Clinical Ageing Research Unit, Newcastle University, Newcastle upon Tyne, United Kingdom.
Department of Clinical and Experimental Medicine, University of Pisa, Pisa, Italy.
Mov Disord. 2022 Oct;37(10):1963-1984. doi: 10.1002/mds.29195. Epub 2022 Aug 29.

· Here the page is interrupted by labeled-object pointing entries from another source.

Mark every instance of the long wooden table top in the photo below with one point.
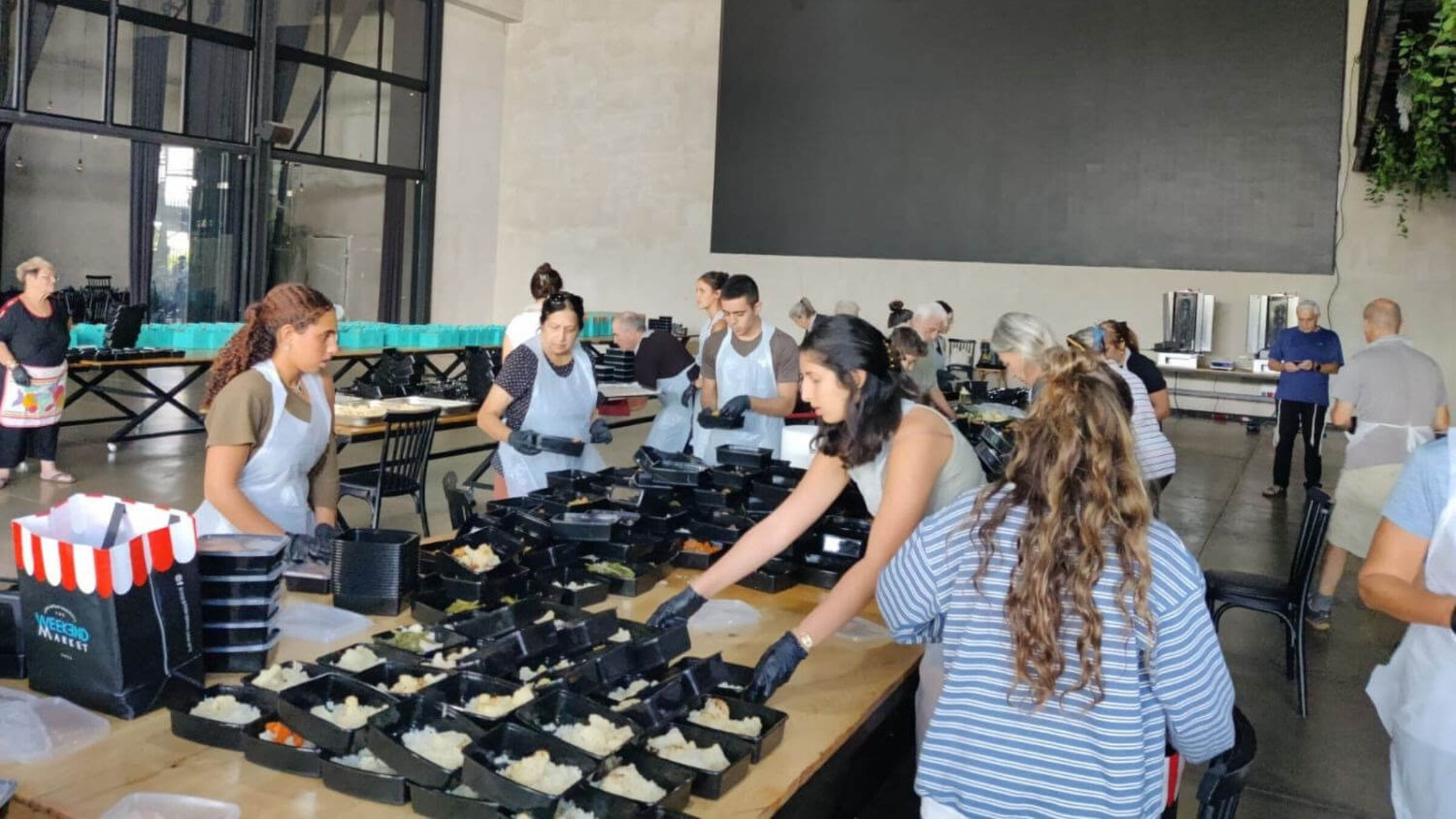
(834, 693)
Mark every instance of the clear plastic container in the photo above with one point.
(319, 624)
(143, 805)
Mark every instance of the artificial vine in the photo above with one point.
(1416, 155)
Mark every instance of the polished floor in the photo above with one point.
(1331, 764)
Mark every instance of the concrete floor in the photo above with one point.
(1333, 764)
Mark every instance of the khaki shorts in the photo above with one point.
(1359, 503)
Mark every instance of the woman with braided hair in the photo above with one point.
(903, 457)
(1075, 632)
(271, 465)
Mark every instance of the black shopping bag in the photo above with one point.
(110, 599)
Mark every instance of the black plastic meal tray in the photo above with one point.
(737, 479)
(271, 697)
(676, 780)
(440, 803)
(712, 420)
(564, 553)
(514, 741)
(567, 709)
(216, 733)
(296, 703)
(752, 458)
(465, 687)
(554, 582)
(385, 738)
(388, 673)
(577, 480)
(559, 445)
(278, 757)
(769, 582)
(363, 784)
(769, 738)
(712, 784)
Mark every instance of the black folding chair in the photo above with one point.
(404, 457)
(1286, 598)
(459, 500)
(1228, 773)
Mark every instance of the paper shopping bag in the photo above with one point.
(110, 595)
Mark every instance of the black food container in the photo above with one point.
(363, 784)
(711, 784)
(511, 741)
(217, 733)
(772, 720)
(295, 709)
(300, 761)
(385, 738)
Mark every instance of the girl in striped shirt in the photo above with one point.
(1074, 625)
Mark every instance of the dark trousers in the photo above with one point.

Multiple system atrophy (MSA) is a neurodegenerative disease characterized by autonomic failure, ataxia, and/or parkinsonism. Its prominent pathological alterations can be investigated using diffusion magnetic resonance imaging (dMRI), a technique that exploits the characteristics of water random motion inside brain tissue. The aim of this report was to review currently available literature on the application of dMRI in MSA and to describe microstructural abnormalities, diagnostic applications, and pathophysiological correlates. Sixty-four published studies involving microstructural investigation using dMRI in MSA were included. Widespread microstructural abnormalities of white matter were described, especially in the middle cerebellar peduncle, corticospinal tract, and hemispheric fibers. Gray matter degeneration was identified as well, with diffuse involvement of subcortical structures, especially in the putamina. Diagnostic applications of dMRI were mostly explored for the differential diagnosis between MSA parkinsonism and Parkinson's disease. Recently, machine learning algorithms for image processing and disease classification have demonstrated high diagnostic accuracy, showing potential for translation into clinical practice. To a lesser extent, clinical correlates of microstructural abnormalities have also been investigated, and abnormalities related to motor, ocular, and cognitive impairments were described. dMRI in MSA has contributed to in vivo identification of known pathological abnormalities. Translation into clinical practice of the latest advancements for the differential diagnosis between MSA and other forms of parkinsonism seems feasible. Current limitations involve the possibility of correctly diagnosing MSA in the very early stages, when the clinical diagnosis is most uncertain. Furthermore, pathophysiological correlates of microstructural abnormalities remain understudied. © 2022 The Authors. Movement Disorders published by Wiley Periodicals LLC on behalf of International Parkinson and Movement Disorder Society.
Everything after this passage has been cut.